An open API service indexing awesome lists of open source software.

https://github.com/apache/datafusion-ray

Apache DataFusion Ray
https://github.com/apache/datafusion-ray

Last synced: 2 months ago
JSON representation

Apache DataFusion Ray

Awesome Lists containing this project

README

        

# DataFusion for Ray

[![Apache licensed][license-badge]][license-url]
[![Python Tests][actions-badge]][actions-url]
[![Discord chat][discord-badge]][discord-url]

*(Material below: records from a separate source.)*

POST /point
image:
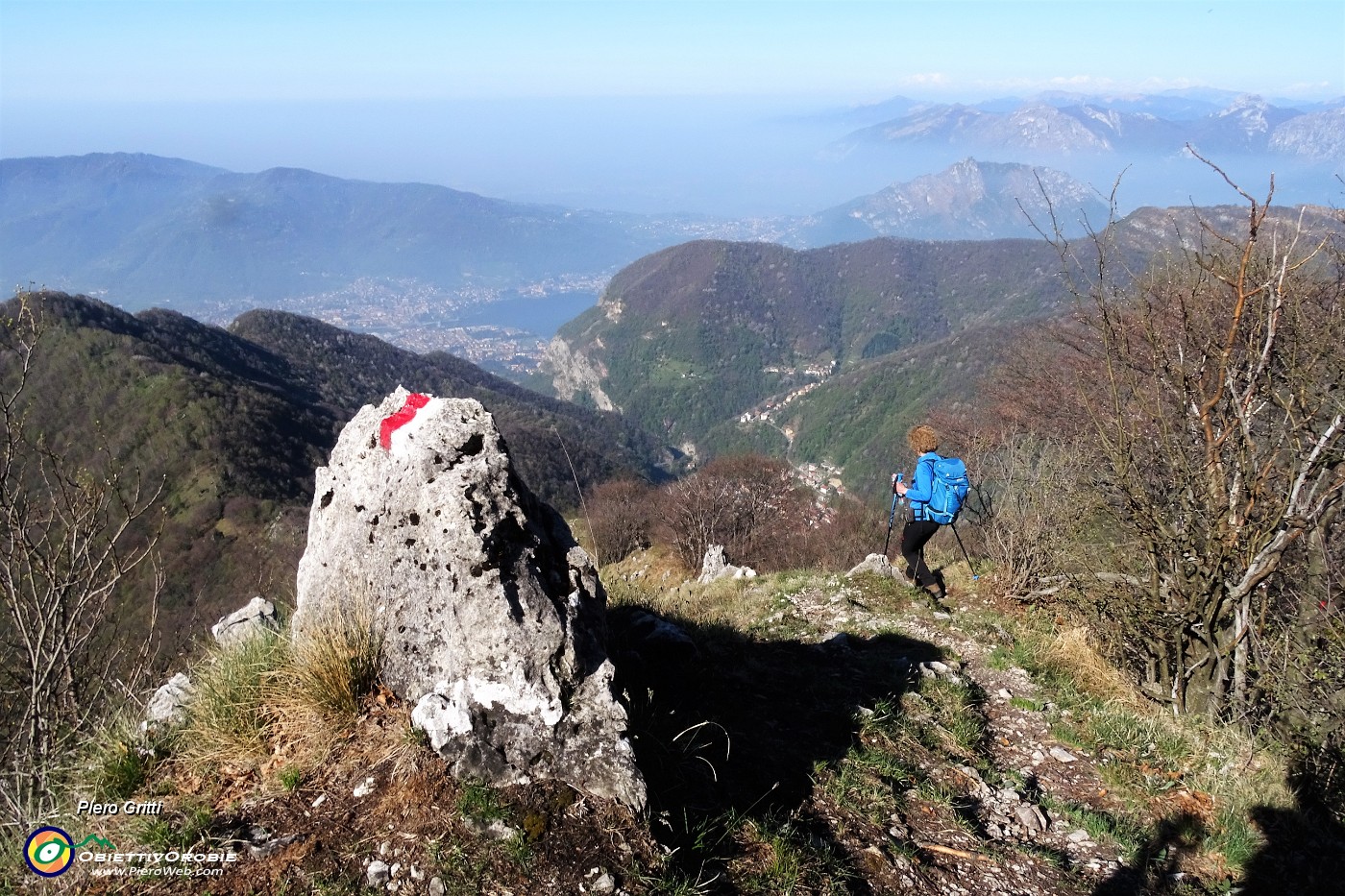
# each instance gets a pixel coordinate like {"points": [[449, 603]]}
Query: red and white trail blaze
{"points": [[400, 428]]}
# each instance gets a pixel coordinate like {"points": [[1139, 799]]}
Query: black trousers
{"points": [[914, 537]]}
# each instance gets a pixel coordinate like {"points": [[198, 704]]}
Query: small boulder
{"points": [[493, 617], [715, 567], [258, 617], [168, 704]]}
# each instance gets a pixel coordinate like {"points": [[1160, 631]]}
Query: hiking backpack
{"points": [[950, 490]]}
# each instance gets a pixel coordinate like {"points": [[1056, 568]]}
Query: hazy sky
{"points": [[858, 51], [545, 100]]}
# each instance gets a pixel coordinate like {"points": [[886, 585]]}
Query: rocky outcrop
{"points": [[876, 566], [168, 705], [493, 617], [713, 567], [258, 617], [574, 375]]}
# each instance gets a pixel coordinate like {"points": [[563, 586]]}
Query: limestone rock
{"points": [[168, 704], [876, 564], [493, 617], [713, 567], [241, 624]]}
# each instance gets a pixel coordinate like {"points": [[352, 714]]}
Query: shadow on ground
{"points": [[736, 728]]}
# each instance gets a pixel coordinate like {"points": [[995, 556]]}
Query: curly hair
{"points": [[923, 439]]}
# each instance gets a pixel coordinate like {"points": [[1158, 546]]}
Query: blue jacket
{"points": [[921, 485]]}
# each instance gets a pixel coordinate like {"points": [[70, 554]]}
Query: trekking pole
{"points": [[974, 576], [892, 516]]}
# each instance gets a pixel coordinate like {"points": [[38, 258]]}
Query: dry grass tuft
{"points": [[232, 704], [1071, 653], [335, 664]]}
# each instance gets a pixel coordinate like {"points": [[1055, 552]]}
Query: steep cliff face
{"points": [[574, 375], [493, 617]]}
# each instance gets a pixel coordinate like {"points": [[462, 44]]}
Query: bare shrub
{"points": [[621, 519], [748, 503]]}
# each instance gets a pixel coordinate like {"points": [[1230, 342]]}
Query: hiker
{"points": [[920, 527]]}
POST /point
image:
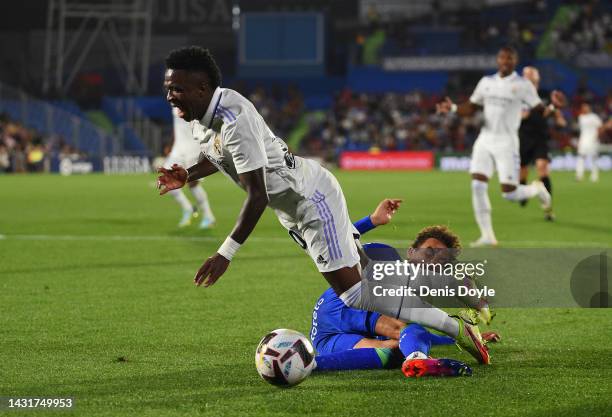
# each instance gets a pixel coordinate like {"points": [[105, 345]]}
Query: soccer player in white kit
{"points": [[502, 97], [307, 198], [185, 152], [588, 143]]}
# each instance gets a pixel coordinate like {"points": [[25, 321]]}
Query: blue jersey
{"points": [[336, 327]]}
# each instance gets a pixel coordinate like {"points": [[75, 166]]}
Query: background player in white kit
{"points": [[590, 126], [185, 152], [307, 198], [502, 97]]}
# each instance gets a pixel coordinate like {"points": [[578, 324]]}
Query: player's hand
{"points": [[558, 99], [211, 271], [171, 179], [444, 106], [385, 211]]}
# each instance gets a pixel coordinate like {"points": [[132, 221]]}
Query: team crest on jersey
{"points": [[217, 145], [217, 124]]}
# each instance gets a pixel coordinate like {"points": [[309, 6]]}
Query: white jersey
{"points": [[305, 196], [589, 129], [235, 138], [184, 141], [503, 99]]}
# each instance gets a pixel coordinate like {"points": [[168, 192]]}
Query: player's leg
{"points": [[327, 233], [594, 167], [365, 354], [527, 157], [507, 162], [201, 197], [406, 309], [523, 181], [415, 344], [580, 166], [543, 170], [481, 169]]}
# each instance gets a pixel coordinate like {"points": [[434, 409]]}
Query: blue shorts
{"points": [[336, 327]]}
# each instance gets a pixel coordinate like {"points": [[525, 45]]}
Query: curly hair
{"points": [[195, 58], [441, 233], [510, 49]]}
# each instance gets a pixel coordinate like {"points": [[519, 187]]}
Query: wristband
{"points": [[229, 248], [364, 225]]}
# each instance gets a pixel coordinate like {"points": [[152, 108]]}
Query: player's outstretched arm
{"points": [[382, 215], [254, 206], [177, 176], [464, 109], [385, 211]]}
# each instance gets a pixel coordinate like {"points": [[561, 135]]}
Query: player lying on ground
{"points": [[185, 152], [349, 339], [534, 138], [306, 197], [502, 97]]}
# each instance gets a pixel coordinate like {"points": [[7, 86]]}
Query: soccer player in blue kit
{"points": [[351, 339]]}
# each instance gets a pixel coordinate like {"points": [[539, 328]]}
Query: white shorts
{"points": [[487, 158], [588, 149], [321, 225], [182, 158]]}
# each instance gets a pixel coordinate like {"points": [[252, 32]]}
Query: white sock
{"points": [[580, 167], [482, 208], [594, 168], [202, 199], [406, 309], [522, 192], [180, 198]]}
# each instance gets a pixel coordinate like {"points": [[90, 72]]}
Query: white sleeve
{"points": [[244, 140], [530, 95], [477, 96]]}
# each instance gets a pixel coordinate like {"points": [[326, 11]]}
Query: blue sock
{"points": [[352, 359], [415, 338]]}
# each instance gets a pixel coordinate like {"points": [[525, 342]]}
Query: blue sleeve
{"points": [[364, 225]]}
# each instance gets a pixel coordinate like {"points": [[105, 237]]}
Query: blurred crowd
{"points": [[589, 30], [24, 150], [409, 122]]}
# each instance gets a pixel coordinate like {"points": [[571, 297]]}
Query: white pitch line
{"points": [[399, 243]]}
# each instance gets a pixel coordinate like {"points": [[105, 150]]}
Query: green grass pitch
{"points": [[97, 303]]}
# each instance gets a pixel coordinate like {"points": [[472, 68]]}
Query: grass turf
{"points": [[97, 303]]}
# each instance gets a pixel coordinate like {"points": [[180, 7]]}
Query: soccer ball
{"points": [[284, 357]]}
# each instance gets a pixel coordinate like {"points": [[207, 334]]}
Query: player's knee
{"points": [[479, 186], [352, 296]]}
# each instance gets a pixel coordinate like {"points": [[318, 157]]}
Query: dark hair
{"points": [[195, 58], [510, 49], [441, 233]]}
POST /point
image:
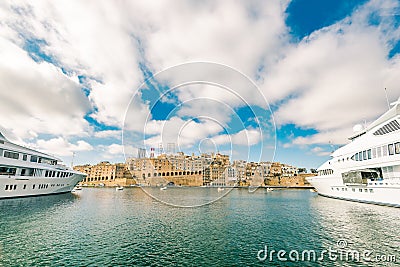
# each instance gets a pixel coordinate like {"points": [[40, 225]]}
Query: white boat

[license-badge]: https://img.shields.io/badge/license-Apache%20v2-blue.svg
[license-url]: https://github.com/apache/datafusion-ray/blob/main/LICENSE.txt
[actions-badge]: https://github.com/apache/datafusion-ray/actions/workflows/main.yml/badge.svg
[actions-url]: https://github.com/apache/datafusion-ray/actions?query=branch%3Amain
[discord-badge]: https://img.shields.io/badge/Chat-Discord-purple
[discord-url]: https://discord.com/invite/Qw5gKqHxUM

## Overview

DataFusion for Ray is a distributed execution framework that enables DataFusion DataFrame and SQL queries to run on a
Ray cluster. This integration allows users to leverage Ray's dynamic scheduling capabilities while executing
queries in a distributed fashion.

## Execution Modes

DataFusion for Ray supports two execution modes:

### Streaming Execution

This mode mimics the default execution strategy of DataFusion. Each operator in the query plan starts executing
as soon as its inputs are available, leading to a more pipelined execution model.

### Batch Execution

_Note: Batch Execution is not implemented yet. Tracking issue: _

In this mode, execution follows a staged model similar to Apache Spark. Each query stage runs to completion, producing
intermediate shuffle files that are persisted and used as input for the next stage.

## Getting Started

See the [contributor guide] for instructions on building DataFusion for Ray.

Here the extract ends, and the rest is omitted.